As babies and perhaps even more so as adults, twins, triplets, quads, quints and even larger groups of multiples always attract interest. Are they really psychic? Do they still wear matching outfits? We’ve put these questions to three pairs of the 400 sets of twins and triplets currently signed up for the UAE’s first Multiples Festival, which runs from Friday March 23 to Saturday 24. It’s hot on the heels of their JBR PR stunt, which saw a flash mob of 15 sets of twins descend on The Walk on Friday March 2. The brainchild of long-term Dubai residents Nathalie Attar and Suman Manning, both 37 and mothers to twins and triplets respectively, Manning describes the festival as ‘a family weekend to bring together multiples of different ages, nationalities and backgrounds, and celebrate twin-ness’.

Manning, who runs a support group for parents of multiples, claims the duo decided to put together the event after bumping into a new twin ‘almost every day’, and explains the event will cater to multiples young and old. ‘There are lots of activities, for the kids – bouncy castles, face painting, art classes and so on, but there are also information stands and it’s going to be a place where parents can meet nurseries, insurance companies and others promoting their services.’

Of course, that’s not all. There will be up to 10 contests for multiples to enter, including youngest, oldest, and most and least alike. Importantly, there will also be a prize for the most deserving mother (to tie in with Mother’s Day). ‘We’re trying not to be biased, but we do hear some stories and it makes you think – it’s all about perspective. I just have to think about the lady who called us the other day to tell us about having both seven-year-old twins and six-year-old twins,’ Manning laughs. The event is open to all, regardless of whether you shared a womb, and promises to be interesting, welcoming and lots of fun.
Adults Dhs20, children Dhs10, family day ticket (two adults, three children) Dhs45, family weekend ticket Dhs70. Friday March 23-Saturday 24. 10am-6pm. Safa Park, (050 718 0747).

Twin clichés tested
We put the most oft-peddled stereotypes to three grown-up sets of twins.

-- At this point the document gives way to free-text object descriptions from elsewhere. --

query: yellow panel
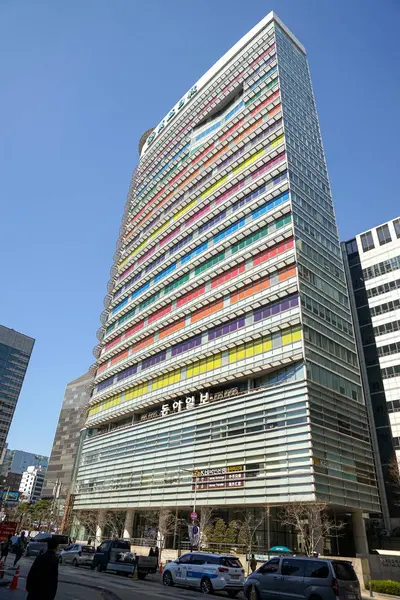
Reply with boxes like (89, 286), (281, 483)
(201, 176), (228, 199)
(281, 330), (292, 345)
(253, 339), (263, 356)
(119, 239), (147, 269)
(233, 148), (264, 175)
(150, 220), (170, 240)
(292, 327), (302, 342)
(263, 337), (272, 352)
(228, 347), (237, 363)
(270, 134), (285, 148)
(174, 199), (197, 220)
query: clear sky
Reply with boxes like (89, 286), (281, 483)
(1, 0), (399, 456)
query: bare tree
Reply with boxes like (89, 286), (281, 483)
(236, 510), (268, 554)
(104, 511), (125, 539)
(279, 501), (345, 556)
(199, 507), (216, 548)
(157, 509), (176, 562)
(74, 510), (99, 540)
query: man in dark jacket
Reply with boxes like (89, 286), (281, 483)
(26, 538), (59, 600)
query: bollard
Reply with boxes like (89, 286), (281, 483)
(9, 565), (19, 590)
(159, 561), (163, 575)
(133, 564), (138, 581)
(369, 580), (374, 598)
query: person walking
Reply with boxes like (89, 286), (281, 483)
(26, 537), (59, 600)
(250, 554), (257, 572)
(13, 531), (26, 566)
(0, 534), (12, 562)
(154, 546), (159, 566)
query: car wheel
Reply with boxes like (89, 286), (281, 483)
(227, 592), (239, 598)
(200, 577), (213, 594)
(73, 559), (78, 567)
(138, 572), (147, 580)
(163, 571), (174, 586)
(246, 585), (260, 600)
(96, 564), (103, 572)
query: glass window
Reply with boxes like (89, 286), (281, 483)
(221, 557), (243, 568)
(360, 231), (374, 252)
(305, 561), (329, 578)
(377, 224), (392, 246)
(346, 240), (358, 255)
(206, 555), (222, 565)
(261, 558), (280, 573)
(394, 218), (400, 239)
(281, 559), (304, 577)
(332, 561), (357, 581)
(191, 554), (206, 565)
(178, 554), (192, 564)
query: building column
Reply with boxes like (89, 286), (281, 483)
(352, 511), (369, 555)
(95, 510), (106, 547)
(123, 509), (135, 539)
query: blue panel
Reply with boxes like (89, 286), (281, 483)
(154, 263), (176, 283)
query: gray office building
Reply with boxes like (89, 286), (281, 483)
(0, 325), (35, 457)
(0, 449), (48, 476)
(42, 371), (93, 499)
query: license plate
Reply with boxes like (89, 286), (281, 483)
(230, 575), (240, 579)
(347, 594), (356, 599)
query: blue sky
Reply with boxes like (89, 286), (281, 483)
(1, 0), (399, 456)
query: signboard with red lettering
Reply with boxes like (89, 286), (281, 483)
(0, 522), (17, 542)
(192, 465), (244, 491)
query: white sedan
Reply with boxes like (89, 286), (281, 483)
(59, 544), (95, 567)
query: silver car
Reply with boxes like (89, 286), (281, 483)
(59, 544), (95, 567)
(244, 556), (361, 600)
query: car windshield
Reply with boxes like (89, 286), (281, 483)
(82, 547), (95, 553)
(221, 557), (242, 568)
(34, 533), (51, 541)
(333, 561), (357, 581)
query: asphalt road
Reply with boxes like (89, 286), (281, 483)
(0, 557), (227, 600)
(0, 557), (380, 600)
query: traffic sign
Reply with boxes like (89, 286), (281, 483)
(192, 525), (199, 535)
(190, 511), (198, 520)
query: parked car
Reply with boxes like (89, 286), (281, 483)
(59, 544), (95, 567)
(244, 556), (361, 600)
(25, 533), (70, 557)
(162, 551), (244, 596)
(92, 539), (157, 579)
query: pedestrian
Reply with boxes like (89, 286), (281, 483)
(154, 546), (159, 565)
(13, 531), (26, 566)
(26, 537), (59, 600)
(148, 547), (155, 557)
(0, 534), (12, 562)
(250, 554), (257, 572)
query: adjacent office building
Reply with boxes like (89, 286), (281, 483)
(0, 449), (48, 476)
(74, 12), (379, 553)
(19, 466), (46, 503)
(343, 217), (400, 519)
(0, 326), (35, 457)
(42, 371), (93, 500)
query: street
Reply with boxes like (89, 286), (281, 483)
(0, 557), (223, 600)
(0, 557), (381, 600)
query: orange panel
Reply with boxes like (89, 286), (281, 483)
(191, 299), (224, 323)
(159, 318), (186, 339)
(110, 349), (129, 366)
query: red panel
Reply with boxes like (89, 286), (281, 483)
(211, 263), (245, 289)
(105, 335), (122, 351)
(148, 304), (172, 324)
(176, 285), (205, 307)
(123, 320), (145, 340)
(253, 238), (294, 266)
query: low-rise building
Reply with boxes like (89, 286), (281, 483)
(19, 466), (46, 503)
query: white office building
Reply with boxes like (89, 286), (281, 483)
(19, 466), (46, 503)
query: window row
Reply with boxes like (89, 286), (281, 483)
(370, 297), (400, 317)
(377, 341), (400, 358)
(363, 255), (400, 282)
(381, 364), (400, 380)
(367, 278), (400, 299)
(89, 324), (303, 417)
(373, 319), (400, 337)
(97, 292), (300, 391)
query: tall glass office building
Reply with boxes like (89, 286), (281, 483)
(0, 326), (35, 459)
(74, 12), (379, 553)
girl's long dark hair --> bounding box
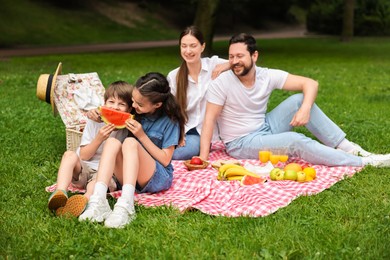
[176,25,205,124]
[135,72,185,143]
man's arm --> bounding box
[200,102,223,160]
[282,74,318,126]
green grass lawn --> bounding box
[1,37,389,259]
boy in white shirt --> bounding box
[48,81,133,217]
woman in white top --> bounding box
[167,25,230,160]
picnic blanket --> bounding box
[46,142,363,217]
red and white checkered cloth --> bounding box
[46,142,362,217]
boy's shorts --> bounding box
[71,160,118,192]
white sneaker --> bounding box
[79,195,112,223]
[364,154,390,167]
[349,142,372,157]
[104,198,136,228]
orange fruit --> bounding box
[284,163,302,173]
[303,167,316,179]
[305,176,315,182]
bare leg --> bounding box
[121,137,156,187]
[95,137,122,186]
[56,151,82,191]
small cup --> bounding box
[279,154,289,162]
[269,154,280,165]
[259,150,271,163]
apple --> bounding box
[296,171,306,182]
[275,170,285,181]
[270,168,281,181]
[190,157,203,165]
[284,169,297,181]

Matching outfits: cute or cringe?
Orna and Fiona Theboul, 27, Irish-Moroccan, raised in the US
Fiona: I think dressing alike is cute for kids, but cringeworthy for adults. I can’t remember when our parents stopped dressing us alike, but we always had the same outfits in different colours – blue for me
and red for Orna. Some of the pictures are hilarious. Dressing identically should come with an age-appropriate warning!

Orna: Dressing alike is adorable when you’re younger as twins look alike, but are a unique novelty. Parents should let children choose their clothes as each twin should be able to develop their own style. Fi and I loved dressing alike but eventually grew out of it. We often still buy the same clothes, but wear them on different occasions and are always borrowing from each other. Sometimes we even come out of our separate houses dressed in similar outfits – but I make Fiona change when that happens! You can’t control who you look like but you can choose your image.

Are twins psychic?
Samir and Nabil Siddiqui, 32, American
Samir: Totally, all the time. While daily incidents may be coincidental, there are certain times when we communicate through a kind of ‘telepathy’. Nobody in the family wants us on the same team for a game of Taboo or Charades – most of the time we guess the answer with just the first couple of hints.

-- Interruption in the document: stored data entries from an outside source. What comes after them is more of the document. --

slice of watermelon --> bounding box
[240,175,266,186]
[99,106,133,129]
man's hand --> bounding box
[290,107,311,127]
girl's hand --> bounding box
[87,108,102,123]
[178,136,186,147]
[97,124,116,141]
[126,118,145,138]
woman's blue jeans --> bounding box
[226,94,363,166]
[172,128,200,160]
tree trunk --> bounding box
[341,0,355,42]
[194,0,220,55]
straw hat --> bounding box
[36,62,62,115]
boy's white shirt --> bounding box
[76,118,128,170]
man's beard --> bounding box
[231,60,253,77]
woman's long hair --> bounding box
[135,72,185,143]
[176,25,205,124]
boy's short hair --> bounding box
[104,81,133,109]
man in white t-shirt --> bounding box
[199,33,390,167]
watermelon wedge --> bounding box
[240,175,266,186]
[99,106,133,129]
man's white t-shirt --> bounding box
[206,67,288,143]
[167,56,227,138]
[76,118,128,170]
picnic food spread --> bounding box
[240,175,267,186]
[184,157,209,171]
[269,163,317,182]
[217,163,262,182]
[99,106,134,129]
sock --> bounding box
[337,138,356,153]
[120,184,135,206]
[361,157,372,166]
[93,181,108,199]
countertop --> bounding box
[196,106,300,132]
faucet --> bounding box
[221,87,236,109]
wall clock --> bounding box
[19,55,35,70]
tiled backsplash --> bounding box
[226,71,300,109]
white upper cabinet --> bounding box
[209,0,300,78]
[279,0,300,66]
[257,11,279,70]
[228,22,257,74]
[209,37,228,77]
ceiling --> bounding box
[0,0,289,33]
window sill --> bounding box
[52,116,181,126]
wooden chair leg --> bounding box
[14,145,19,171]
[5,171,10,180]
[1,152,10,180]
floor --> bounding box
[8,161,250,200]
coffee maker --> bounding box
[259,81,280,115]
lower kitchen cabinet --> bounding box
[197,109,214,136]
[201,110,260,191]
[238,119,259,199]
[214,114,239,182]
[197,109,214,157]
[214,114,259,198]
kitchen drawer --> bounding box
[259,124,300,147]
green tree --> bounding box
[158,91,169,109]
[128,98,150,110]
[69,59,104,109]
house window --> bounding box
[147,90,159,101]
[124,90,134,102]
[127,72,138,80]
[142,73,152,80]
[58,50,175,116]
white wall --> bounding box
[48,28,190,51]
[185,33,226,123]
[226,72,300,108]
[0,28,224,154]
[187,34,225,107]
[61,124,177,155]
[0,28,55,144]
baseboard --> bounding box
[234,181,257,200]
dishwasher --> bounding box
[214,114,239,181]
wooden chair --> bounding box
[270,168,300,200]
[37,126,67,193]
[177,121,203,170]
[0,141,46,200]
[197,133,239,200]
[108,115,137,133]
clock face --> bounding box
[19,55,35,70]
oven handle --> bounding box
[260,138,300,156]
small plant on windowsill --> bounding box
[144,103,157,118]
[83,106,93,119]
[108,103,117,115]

Nabil: I believe twins are psychic. We’ve had several instances where we’ve communicated through telepathy. It’s not like I force my thoughts on my twin, it’s an everyday thing that he’s singing the song I was just thinking of, or talking about something I just had in mind, or I start a topic and he finishes the sentence. Last week we went shopping separately and came back with the same pair of jeans. Our mum’s favourite story for everyone is anout how we got identical grades throughout school.

Common assumptions?
Khawla and Khulood AlRahma, 18, Emirati
Khawla: I think the first assumption is that there is one more copy of me. People immediately assume that I can feel Khulood even if she isn’t around.

They ask how people can tell the difference between us. We tell them that we don’t look particularly alike, and they keep staring.